白弈,他的攻擊有效,可現場的惡念太多了。
他斬的速度,根本沒有渦濤之主吸收的快。
不過,白弈終究是白弈,其能被東方曦月看重,並不是無有緣由。
在確認自己的音刃無法對這頭巨猿造成實質性傷害的那一刻,他便果斷放棄了正面硬撼。
“吟——”
白弈的身影,在那隻遮天巨掌轟然落下的剎那,已如一縷飄渺的琴音般倏然消散。
他將自身融入了天外玉樓的音律之中——人即是音,音即是人,巨掌拍碎的不過是他留在原地的幾縷殘響。

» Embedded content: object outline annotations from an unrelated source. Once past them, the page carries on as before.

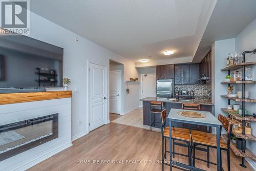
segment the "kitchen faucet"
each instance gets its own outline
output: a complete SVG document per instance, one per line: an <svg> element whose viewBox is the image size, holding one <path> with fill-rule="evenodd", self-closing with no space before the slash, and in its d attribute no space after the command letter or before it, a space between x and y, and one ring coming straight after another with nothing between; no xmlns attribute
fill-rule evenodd
<svg viewBox="0 0 256 171"><path fill-rule="evenodd" d="M178 94L176 94L175 92L176 92L176 90L178 91ZM179 100L179 96L180 96L180 88L179 88L178 87L176 87L175 88L175 89L174 89L174 93L175 93L175 97L176 97L176 98L177 98L178 100Z"/></svg>

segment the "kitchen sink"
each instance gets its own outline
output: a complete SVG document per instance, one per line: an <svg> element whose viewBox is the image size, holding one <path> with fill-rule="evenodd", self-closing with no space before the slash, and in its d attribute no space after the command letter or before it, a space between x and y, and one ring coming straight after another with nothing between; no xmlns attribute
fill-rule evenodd
<svg viewBox="0 0 256 171"><path fill-rule="evenodd" d="M181 99L181 100L180 100L180 101L190 101L190 100L188 100L188 99Z"/></svg>

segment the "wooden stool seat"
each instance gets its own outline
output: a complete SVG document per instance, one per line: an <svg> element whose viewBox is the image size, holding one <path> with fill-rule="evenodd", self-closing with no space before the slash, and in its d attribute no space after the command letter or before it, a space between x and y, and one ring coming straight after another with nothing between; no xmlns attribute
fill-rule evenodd
<svg viewBox="0 0 256 171"><path fill-rule="evenodd" d="M163 136L164 137L169 137L169 126L164 128L163 131ZM189 141L190 141L189 130L179 127L172 127L172 138Z"/></svg>
<svg viewBox="0 0 256 171"><path fill-rule="evenodd" d="M158 101L151 101L150 102L150 131L152 130L152 126L155 127L155 123L161 123L155 121L155 115L161 117L161 113L163 111L163 102ZM162 126L161 126L162 127Z"/></svg>
<svg viewBox="0 0 256 171"><path fill-rule="evenodd" d="M152 113L156 113L160 114L163 111L162 110L160 109L152 109L151 110Z"/></svg>
<svg viewBox="0 0 256 171"><path fill-rule="evenodd" d="M212 146L217 146L216 135L197 130L191 130L193 142ZM221 137L220 139L221 148L227 148L227 144Z"/></svg>

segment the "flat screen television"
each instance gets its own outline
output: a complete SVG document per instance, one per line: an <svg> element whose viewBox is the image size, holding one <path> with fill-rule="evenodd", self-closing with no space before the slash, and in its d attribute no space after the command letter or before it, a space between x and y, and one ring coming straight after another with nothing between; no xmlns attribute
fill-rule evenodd
<svg viewBox="0 0 256 171"><path fill-rule="evenodd" d="M0 89L62 87L63 48L23 35L0 35Z"/></svg>

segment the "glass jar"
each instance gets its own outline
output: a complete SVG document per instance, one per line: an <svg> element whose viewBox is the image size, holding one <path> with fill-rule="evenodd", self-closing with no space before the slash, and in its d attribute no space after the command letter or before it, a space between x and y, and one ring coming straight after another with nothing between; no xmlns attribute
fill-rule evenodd
<svg viewBox="0 0 256 171"><path fill-rule="evenodd" d="M241 73L238 71L233 71L231 73L230 81L239 81L241 80Z"/></svg>
<svg viewBox="0 0 256 171"><path fill-rule="evenodd" d="M253 70L251 68L246 68L245 69L245 78L246 81L252 81L253 80Z"/></svg>

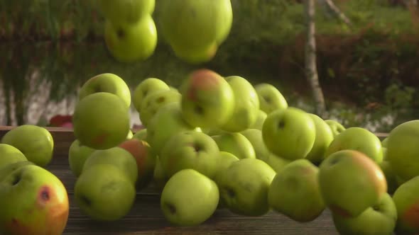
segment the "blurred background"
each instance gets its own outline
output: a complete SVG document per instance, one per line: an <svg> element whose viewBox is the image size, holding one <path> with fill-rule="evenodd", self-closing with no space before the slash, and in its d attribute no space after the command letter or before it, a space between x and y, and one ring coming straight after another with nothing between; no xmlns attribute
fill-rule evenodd
<svg viewBox="0 0 419 235"><path fill-rule="evenodd" d="M158 33L161 1L153 16ZM212 61L192 65L161 38L146 61L116 61L94 0L0 0L0 125L50 125L54 116L71 115L78 88L101 73L120 76L134 90L148 77L178 86L202 67L254 85L271 83L290 105L315 112L304 70L303 1L232 0L229 38ZM324 118L374 132L419 118L417 1L334 0L349 21L323 1L317 2L315 24ZM134 109L132 120L139 122Z"/></svg>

下一刻,他的身形已在數十丈外重新凝出,衣袂翻飛,指尖仍按在虛空中那無形的琴絃之上,連呼吸都未曾亂過半分。
渦濤之主暴怒回身,巨掌連拍,每一掌都將湖面砸出深達數丈的巨坑,水柱沖天而起。
然而,白弈的身形便如風中柳絮,飄忽不定,每一次都堪堪擦著掌風掠過。
他甚至能在躲閃的間隙抽冷子彈出幾道音刃,雖傷不了渦濤之主的根本,卻也能精準地切入它關節處的活水流向,讓那巨猿的動作短暫地僵滯一瞬。
體型龐大、神力無雙的渦濤之主,在白弈那近乎鬼魅的身法與天外之音的加持下,竟一時之間拿他毫無辦法。
“我雖無法勝這頭幻魔,但維持不敗,並非難事。”白弈在閃避的間隙,目光已越過渦濤之主龐大的軀體,冷冷地鎖定了遠處那道覆著儺面的身影,“而且,還不一定會輸,渦濤之主有不死之身,我不信你江玄也有——只要尋到機會,繞過這頭畜生,直取你本體……”
“嗚……”
這個念頭尚未轉完,一道幽幽的哭泣聲,便飄進了他的耳中。
那哭聲極輕極細,像是深閨中獨守空房的女子在夜半時分的低聲啜泣,哀婉悽切,繞耳不絕。
可當它鑽入白弈耳中的那一刻,他指下那原本流暢如天河的玉樓天外音,便驟然一滯。
那哭聲竟在滲透他的音律——不是正面的碰撞與對抗,而是以一種詭異到令人脊背發涼的方式,滲入他每一道音刃的餘韻之中,像一滴墨汁落入清泉,將那空靈澄澈的天外之音,一寸寸染上了揮之不去的哀傷與滯澀。
如此一幕,也令白弈瞳孔驟縮,猛地回頭——然後,他便看到,江玄身後的陰影裡,不知何時已多出了一雙流淌著血淚的慘白眼眸。
哀泣女妖,那尊自始至終未曾出手的第四尊幻魔,終於露出了她的獠牙。
她的身形依舊藏在陰影之中,只露出一張蒼白如紙的面孔與那雙永不幹涸的血淚之眼。
但隨著她的嘴唇微微翕動,那幽幽的哭泣聲便如一張無形的蛛網,悄然纏上了白弈的每一道音刃。
天外之音與哀泣之音在半空中無聲地糾纏、撕扯、滲透,白弈引以為傲的音律殺伐,竟在這哀婉的哭聲中被拖入了泥沼,再不復方才的凌厲與鋒銳。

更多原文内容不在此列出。